I’m able to talk about him more and more. People who follow me on my blog, or know me in person, people who love great danes, people who have been interested in hearing my progress with my new career… they ask about him. They sympathize and understand. People who have had aggressive dogs or dogs with mental illnesses have reached out and given me their support.
People who know me know this will haunt me for a while. Out of respect, out of love, out of concern, they won’t say anything, but they are thinking it. And I want all of you to know – I’m ok. I will be fine. Sometimes, I’m a rock. Other times, I’m so fragile, just a caring look will break me. Professionally – I am put together and you will not see this while I am working. Putting on this armor sometimes helps me take my mind off of it.
I write this blog and keep a log of how I feel for a few reasons.
1) I want people to know I’m human too. I succeed, I fail, I feel. Just like everyone else.
2) I have a mental disorder I have chosen to not be medicated for. I am an emotionally passionate person with bipolar Type II, so when I feel sad or happy, it’s on either side of the spectrum. When I’m sad, I’m devastated. When I’m happy, I’m annoyingly joyful (ask my husband!) I am living with this. It’s a choice I have made that I am proud of. I can do it without medicine.
3) I want to help people realize they can do whatever they want. I want to train dogs. I’m doing it. I am changing my destiny and improving my quality of life.
4) I use this as a therapy tool – it helps to put all these feelings somewhere. I choose to make this public. I am not hiding anything. I write about the good, the bad, and sometimes, the funny. Sometimes, it’s personal. Other times, educational. And occasionally, just downright sad. I write about my journey. This is what my blog is about.
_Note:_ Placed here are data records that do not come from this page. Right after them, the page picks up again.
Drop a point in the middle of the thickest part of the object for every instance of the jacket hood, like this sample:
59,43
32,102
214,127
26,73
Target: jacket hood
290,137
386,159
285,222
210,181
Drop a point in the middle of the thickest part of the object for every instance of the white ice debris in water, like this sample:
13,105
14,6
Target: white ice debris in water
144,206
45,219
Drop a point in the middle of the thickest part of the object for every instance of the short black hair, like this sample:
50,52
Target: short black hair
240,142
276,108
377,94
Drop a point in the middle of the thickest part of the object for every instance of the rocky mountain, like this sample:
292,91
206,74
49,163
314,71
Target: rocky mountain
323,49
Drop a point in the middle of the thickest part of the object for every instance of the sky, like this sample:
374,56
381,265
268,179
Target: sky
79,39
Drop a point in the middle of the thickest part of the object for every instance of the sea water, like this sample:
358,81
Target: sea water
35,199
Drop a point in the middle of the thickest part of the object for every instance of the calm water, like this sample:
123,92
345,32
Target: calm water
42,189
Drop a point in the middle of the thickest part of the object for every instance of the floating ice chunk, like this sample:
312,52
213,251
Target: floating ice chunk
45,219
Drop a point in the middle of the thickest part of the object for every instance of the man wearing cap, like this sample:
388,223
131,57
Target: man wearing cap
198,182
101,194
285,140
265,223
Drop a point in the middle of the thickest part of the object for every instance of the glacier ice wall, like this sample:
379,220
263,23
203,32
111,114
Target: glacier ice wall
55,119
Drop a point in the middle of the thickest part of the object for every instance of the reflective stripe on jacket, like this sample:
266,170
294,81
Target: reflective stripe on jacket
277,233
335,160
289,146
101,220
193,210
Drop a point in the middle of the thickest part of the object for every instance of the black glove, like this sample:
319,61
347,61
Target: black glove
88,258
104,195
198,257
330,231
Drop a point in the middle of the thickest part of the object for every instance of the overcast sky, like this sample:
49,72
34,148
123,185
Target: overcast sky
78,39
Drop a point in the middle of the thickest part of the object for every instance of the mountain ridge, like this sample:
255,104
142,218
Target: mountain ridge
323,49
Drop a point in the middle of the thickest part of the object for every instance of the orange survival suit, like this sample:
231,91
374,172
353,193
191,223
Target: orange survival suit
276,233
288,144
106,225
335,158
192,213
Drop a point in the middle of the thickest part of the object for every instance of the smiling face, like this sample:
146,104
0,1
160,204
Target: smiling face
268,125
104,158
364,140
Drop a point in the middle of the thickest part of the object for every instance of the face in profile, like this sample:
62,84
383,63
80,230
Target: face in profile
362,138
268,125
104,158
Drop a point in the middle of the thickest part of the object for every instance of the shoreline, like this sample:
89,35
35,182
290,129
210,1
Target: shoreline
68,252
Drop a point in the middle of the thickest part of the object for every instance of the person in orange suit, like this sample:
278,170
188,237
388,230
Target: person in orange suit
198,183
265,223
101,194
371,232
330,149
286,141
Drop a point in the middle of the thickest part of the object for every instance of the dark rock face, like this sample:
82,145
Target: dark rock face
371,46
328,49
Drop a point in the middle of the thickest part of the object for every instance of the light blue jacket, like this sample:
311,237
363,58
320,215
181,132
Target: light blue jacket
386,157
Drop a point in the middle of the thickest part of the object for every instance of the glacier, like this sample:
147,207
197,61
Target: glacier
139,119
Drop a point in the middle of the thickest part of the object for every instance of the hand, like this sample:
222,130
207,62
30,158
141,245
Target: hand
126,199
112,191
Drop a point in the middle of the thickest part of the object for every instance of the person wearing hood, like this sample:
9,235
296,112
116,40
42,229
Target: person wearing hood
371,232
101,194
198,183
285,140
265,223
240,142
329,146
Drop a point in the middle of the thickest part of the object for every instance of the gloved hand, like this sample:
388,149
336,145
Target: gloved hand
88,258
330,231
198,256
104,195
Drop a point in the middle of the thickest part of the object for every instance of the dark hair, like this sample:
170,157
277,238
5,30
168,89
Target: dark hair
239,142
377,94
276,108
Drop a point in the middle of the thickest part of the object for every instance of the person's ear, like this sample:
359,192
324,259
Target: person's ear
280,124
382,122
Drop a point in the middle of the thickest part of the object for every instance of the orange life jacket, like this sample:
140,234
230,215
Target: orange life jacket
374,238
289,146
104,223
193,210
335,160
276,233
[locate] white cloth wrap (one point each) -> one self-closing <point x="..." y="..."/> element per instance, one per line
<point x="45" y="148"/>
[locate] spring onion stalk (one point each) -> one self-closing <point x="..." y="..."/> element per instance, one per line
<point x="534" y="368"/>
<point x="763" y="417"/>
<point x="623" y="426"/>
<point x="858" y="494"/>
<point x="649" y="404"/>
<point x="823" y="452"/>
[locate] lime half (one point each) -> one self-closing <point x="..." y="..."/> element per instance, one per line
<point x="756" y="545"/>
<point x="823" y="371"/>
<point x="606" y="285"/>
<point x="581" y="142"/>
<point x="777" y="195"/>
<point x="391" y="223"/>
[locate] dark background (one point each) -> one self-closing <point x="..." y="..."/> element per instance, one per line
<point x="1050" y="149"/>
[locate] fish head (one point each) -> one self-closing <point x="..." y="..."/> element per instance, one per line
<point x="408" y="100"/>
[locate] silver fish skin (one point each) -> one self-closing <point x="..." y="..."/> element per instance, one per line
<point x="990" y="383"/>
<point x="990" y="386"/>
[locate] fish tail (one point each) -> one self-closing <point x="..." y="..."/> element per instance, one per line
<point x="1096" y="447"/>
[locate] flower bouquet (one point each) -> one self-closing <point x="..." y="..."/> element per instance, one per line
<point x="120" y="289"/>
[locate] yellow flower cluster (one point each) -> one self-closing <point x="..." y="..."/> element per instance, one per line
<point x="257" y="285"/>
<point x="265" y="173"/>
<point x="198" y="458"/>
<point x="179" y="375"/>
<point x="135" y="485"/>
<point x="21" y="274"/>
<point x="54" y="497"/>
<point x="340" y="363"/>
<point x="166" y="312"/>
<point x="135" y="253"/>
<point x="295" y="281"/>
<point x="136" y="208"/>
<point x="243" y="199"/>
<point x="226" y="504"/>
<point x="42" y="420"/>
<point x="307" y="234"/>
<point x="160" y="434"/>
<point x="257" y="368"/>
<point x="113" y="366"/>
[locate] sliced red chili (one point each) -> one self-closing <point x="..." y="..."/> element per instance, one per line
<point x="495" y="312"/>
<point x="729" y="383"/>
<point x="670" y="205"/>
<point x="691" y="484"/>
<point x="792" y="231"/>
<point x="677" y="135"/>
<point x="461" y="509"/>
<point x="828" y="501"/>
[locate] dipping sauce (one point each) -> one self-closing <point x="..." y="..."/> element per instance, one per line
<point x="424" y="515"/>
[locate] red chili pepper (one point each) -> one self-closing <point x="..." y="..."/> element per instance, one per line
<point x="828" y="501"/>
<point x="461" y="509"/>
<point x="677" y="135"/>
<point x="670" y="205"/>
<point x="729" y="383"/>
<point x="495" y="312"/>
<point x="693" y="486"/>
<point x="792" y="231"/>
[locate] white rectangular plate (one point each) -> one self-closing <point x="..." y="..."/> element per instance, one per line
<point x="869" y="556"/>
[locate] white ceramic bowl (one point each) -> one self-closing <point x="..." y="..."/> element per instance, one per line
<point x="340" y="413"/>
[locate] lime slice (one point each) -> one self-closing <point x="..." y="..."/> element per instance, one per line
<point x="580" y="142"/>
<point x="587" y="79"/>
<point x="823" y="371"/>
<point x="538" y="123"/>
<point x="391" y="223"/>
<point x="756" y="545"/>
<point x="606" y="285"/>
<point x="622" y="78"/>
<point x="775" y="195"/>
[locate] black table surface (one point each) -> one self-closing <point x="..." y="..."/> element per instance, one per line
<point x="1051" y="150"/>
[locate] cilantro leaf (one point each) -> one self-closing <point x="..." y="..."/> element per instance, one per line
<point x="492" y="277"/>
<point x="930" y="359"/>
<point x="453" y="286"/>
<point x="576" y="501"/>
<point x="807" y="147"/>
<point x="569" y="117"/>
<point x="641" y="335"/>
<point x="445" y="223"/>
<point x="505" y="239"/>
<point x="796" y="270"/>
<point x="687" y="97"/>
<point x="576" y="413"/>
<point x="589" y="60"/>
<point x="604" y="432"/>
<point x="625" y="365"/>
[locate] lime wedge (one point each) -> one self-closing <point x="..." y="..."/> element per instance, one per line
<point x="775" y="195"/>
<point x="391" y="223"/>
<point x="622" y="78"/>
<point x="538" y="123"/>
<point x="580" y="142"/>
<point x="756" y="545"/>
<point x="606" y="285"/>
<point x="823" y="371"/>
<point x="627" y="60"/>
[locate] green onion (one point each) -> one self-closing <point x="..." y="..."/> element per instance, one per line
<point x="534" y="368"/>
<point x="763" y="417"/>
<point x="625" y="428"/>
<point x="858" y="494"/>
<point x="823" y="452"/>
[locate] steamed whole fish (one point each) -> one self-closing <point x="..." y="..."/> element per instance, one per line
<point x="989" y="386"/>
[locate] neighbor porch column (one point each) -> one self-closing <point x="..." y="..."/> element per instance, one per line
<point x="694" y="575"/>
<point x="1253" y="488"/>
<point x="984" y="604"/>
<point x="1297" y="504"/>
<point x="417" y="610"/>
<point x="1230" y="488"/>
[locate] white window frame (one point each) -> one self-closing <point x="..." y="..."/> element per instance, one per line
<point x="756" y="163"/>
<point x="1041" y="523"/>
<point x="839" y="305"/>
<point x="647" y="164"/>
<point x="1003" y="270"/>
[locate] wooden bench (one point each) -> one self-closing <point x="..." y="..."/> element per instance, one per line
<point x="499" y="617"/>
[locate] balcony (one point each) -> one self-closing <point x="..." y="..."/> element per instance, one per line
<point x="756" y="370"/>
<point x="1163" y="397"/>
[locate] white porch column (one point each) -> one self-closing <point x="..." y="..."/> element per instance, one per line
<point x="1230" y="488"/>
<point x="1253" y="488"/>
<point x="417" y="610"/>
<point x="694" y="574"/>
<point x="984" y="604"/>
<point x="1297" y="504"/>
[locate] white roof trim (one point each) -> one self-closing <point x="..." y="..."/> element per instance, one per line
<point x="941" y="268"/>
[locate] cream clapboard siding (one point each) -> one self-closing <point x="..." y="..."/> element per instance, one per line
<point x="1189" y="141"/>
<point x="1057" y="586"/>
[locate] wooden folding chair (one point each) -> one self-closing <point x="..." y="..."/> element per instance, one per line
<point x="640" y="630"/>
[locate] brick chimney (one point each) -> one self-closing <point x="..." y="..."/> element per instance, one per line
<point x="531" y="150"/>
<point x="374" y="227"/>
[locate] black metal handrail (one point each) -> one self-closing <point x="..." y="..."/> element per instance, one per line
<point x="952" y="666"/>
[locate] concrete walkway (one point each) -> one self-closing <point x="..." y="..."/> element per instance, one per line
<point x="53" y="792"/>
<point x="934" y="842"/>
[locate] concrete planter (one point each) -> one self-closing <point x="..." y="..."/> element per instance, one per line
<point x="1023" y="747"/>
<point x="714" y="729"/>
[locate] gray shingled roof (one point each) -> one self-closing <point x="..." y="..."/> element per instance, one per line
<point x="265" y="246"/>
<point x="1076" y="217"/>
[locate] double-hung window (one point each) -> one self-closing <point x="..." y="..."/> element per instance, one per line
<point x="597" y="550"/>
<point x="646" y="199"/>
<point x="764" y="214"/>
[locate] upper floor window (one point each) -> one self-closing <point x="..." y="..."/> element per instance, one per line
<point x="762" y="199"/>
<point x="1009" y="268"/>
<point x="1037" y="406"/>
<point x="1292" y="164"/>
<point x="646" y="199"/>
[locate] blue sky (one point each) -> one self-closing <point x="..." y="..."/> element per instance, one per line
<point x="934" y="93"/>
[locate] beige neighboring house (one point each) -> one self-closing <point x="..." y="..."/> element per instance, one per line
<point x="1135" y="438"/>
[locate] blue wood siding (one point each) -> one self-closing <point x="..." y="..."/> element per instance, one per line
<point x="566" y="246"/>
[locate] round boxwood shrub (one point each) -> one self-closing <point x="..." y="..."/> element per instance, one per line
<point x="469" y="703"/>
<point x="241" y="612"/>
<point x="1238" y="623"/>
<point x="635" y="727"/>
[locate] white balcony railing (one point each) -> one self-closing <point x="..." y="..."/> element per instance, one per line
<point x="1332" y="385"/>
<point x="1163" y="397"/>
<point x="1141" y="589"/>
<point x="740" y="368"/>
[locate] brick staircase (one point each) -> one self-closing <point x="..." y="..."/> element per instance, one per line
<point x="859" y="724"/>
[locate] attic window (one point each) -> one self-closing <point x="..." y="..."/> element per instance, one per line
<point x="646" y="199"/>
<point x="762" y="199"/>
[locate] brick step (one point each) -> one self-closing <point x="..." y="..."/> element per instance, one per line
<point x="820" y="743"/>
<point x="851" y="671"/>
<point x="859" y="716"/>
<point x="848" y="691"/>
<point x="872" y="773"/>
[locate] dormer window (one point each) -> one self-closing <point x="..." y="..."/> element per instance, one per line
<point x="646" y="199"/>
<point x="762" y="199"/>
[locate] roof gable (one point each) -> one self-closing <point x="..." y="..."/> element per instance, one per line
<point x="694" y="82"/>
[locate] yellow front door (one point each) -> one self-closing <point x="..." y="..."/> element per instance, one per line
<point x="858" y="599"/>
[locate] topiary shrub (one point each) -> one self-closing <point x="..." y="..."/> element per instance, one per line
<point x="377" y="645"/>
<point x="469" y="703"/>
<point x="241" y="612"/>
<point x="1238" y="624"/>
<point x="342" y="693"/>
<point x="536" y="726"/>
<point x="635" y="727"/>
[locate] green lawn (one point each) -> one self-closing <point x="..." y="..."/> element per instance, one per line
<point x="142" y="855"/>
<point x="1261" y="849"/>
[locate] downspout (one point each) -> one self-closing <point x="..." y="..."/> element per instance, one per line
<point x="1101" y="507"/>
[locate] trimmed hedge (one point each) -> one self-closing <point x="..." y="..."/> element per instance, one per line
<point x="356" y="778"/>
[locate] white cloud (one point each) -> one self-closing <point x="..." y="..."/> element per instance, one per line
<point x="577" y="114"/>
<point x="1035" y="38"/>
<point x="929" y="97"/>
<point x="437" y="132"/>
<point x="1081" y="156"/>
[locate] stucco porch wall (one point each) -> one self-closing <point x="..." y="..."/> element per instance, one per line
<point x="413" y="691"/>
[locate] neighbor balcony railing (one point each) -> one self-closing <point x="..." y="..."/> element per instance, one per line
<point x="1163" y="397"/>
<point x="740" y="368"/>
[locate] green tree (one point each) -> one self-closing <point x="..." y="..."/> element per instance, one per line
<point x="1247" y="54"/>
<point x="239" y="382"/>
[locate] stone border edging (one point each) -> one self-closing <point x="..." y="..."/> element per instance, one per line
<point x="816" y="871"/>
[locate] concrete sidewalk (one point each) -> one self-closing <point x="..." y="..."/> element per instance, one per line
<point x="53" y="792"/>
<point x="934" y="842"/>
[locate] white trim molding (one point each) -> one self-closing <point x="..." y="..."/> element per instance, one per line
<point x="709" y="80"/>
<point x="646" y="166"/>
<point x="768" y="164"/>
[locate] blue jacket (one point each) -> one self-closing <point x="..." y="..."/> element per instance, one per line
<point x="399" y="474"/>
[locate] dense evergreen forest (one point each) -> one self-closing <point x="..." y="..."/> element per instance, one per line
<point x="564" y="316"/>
5) Education. I do occasionally write educational articles on this blog about dog training. Many people can benefit from just reading about what I go through to learn how to better communicate with their canine friends.
So, in short. Ask me, don’t ask me. Read, don’t read. Love me or don’t. But if you get anything from the journey I have taken so far, please – get this: Live and be passionate. Life hurts and it knocks you down, and you are MEANT TO FEEL. So feel!! Crying, being sad, being joyful and being angry are all parts of being human. Embrace this, but don’t let it rule you. Get back up after you have been brought down. Don’t let it stop you from being a great person.